I had hoped that I would find the time for some movies during the holidays, but the only movie I actually saw was “The Duchess” (that I’d recommend to those who love period dramas). Sometimes I feel like I have more time for my hobbies when I’m working than on my days off.
However, I took my dvds out last weekend and watched “Clear and Present Danger”. Released in 1994, “Clear and Present Danger” is based on a novel by Tom Clancy.
When his mentor, Admiral Greer, is diagnosed with cancer, CIA analyst Jack Ryan (Harrison Ford) is appointed acting CIA Deputy Director of Intelligence. His first assignment: investigate the murder of one of the President’s friends, a prominent U.S. businessman with secret ties to Colombian drug cartels. Unbeknownst to Ryan, the CIA has already dispatched a deadly field operative to lead a paramilitary force against the Colombian drug lords. Caught in the crossfire, Ryan takes matters into his own hands, risking his career and life for the only cause he still believes in – the truth.

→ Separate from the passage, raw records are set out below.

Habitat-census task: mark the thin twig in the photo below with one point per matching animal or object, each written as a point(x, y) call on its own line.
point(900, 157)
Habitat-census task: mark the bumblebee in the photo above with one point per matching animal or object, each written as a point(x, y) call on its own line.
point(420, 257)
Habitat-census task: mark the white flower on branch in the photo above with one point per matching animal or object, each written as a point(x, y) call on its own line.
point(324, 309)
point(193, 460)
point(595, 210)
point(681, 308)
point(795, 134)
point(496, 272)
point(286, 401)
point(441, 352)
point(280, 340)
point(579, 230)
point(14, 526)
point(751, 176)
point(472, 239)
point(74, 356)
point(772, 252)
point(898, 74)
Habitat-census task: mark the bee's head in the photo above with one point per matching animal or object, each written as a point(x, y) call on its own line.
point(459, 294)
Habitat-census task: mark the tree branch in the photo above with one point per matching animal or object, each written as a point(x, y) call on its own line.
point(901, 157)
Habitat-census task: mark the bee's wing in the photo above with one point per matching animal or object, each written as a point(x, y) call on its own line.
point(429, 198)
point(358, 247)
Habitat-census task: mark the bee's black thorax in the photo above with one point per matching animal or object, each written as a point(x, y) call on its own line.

Benjamin plays Captain Ramirez, the the right hand man, lieutenant to James Clark (Willem Dafoe), the field operative dispatched to lead a paramilitary force against the Colombian drug lords.
The plot hinges on one crucial question: how far can a President go to achieve a laudable goal, even if this means crossing moral, legal and international boundaries?

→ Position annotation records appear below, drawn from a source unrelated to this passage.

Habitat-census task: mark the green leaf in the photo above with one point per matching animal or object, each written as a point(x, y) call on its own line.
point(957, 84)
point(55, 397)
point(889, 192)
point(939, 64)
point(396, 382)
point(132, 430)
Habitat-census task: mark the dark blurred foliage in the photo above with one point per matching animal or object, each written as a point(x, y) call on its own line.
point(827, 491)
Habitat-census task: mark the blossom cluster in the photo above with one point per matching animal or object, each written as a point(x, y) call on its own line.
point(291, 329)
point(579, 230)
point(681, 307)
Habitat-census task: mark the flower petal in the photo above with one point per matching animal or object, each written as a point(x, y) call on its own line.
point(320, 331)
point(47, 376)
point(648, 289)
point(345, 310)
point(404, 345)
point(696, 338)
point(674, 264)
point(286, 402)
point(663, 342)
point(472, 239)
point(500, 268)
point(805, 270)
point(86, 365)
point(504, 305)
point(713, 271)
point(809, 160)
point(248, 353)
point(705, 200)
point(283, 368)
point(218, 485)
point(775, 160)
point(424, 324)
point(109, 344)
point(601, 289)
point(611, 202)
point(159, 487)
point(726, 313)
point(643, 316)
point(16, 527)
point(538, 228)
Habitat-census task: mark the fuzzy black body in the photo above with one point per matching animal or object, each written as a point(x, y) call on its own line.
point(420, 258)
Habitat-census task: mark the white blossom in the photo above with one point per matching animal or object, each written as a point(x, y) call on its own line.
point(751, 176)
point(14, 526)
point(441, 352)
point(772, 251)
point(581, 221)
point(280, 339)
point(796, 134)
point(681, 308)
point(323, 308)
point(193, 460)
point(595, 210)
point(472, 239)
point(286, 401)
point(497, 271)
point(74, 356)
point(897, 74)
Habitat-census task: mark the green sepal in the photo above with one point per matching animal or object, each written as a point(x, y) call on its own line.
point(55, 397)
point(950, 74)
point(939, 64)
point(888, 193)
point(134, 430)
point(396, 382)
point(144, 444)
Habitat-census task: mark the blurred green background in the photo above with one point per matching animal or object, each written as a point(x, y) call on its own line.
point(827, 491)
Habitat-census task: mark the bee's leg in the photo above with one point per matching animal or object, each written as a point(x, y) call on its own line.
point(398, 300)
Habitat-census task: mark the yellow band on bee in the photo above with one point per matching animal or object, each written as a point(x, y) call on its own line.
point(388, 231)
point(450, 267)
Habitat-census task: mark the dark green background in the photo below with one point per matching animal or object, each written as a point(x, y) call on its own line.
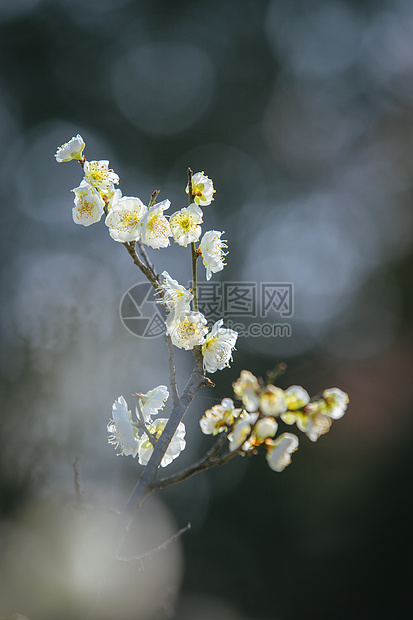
point(292, 105)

Corruption is an underlying theme in this movie. It is not necessarily big-money corruption, merely the act of cover-up, subterfuge and failure to follow due process. The president wants vengeance against Colombian drug lords so orders covert military operations, against the express wishes of Congress, while bit-players in the CIA and NSC manoeuvre to protect themselves if and when it all goes bad. When it does, they surrender the troops in a fit of deal-making and cover-up, while the key drug lord himself has been double-crossed. Ryan, in the guise of an intelligence expert rather than a fighter, puts all the pieces together and goes to any extent to do what is right: firstly to rescue the troops from Colombia, and then to expose the stench of presidential and bureaucratic corruption.
The stand-out scene is when Ryan returns after saving the troops from Colombia and confronts the President in the Oval Office, bunting away his offers and then his threats. Ford’s acting in this scene conveys frustration, sadness and raw fury, barely restrained by respect for the office, as he squares off against the most powerful man in the world. But in the end he leaves with his dignity intact, which is the underlying moral of the story: that doing the right thing is ultimately dignifying.
Though the approach to the story is of the black/white kind, this movie is still a great action/political thriller and was effective in catching me up.